FINAL plans have been submitted for a £200m chemical plant on Teesside.

US group Huntsman is asking Redcar and Cleveland Borough Council for planning permission to build the world's largest polyethylene plant at Wilton.

The factory is expected to create 117 jobs and safeguard almost 750 more.

The company last night confirmed it had yet to agree a deal over the land it needs for the site, at the north-east end of the Wilton complex.

A spokesman for Huntsman said: "We are still in advanced negotiations to purchase the land at Wilton.

"We have lodged a planning application, which is still to be approved by Redcar and Cleveland Borough Council."

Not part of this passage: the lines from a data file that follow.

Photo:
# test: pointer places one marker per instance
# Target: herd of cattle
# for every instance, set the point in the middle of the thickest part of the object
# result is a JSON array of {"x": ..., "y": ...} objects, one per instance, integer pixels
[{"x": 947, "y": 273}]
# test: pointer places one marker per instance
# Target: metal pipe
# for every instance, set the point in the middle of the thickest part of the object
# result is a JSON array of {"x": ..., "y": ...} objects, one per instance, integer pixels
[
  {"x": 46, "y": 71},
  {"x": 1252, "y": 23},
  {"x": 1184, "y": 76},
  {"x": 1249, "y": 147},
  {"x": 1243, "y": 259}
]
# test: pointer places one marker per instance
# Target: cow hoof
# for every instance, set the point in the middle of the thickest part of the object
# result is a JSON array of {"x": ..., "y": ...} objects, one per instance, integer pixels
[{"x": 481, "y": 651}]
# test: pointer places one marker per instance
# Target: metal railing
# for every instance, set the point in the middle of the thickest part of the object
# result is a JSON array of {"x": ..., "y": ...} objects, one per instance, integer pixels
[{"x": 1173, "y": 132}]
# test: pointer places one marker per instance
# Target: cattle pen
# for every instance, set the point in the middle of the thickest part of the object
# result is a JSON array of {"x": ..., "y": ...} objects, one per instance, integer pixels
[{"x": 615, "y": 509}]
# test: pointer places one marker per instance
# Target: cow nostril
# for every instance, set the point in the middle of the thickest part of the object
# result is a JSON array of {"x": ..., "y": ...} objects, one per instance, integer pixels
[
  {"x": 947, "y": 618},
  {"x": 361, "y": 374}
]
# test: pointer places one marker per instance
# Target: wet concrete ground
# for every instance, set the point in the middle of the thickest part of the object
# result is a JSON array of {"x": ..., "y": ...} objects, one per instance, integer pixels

The council has promised to carry out a full environmental impact survey and warned it could be several months before members vote on the proposal.

But Huntsman chief executive Peter Huntsman is optimistic and has already ordered £50m of equipment for the site.

The polyethylene plant will produce 400,000 tonnes a year of low density polyethylene, used in packaging.

It will turn the UK from a net importer to an exporter of the product.

The plant will cost £180m, with a further £20m for logistics and infrastructure. It has been supported by a £16.5m Government grant.

Huntsman said last September that it expected the plant to be operating by autumn 2007.

It has bought a technology licence from ExxonMobil Chemical to use some of the company's products.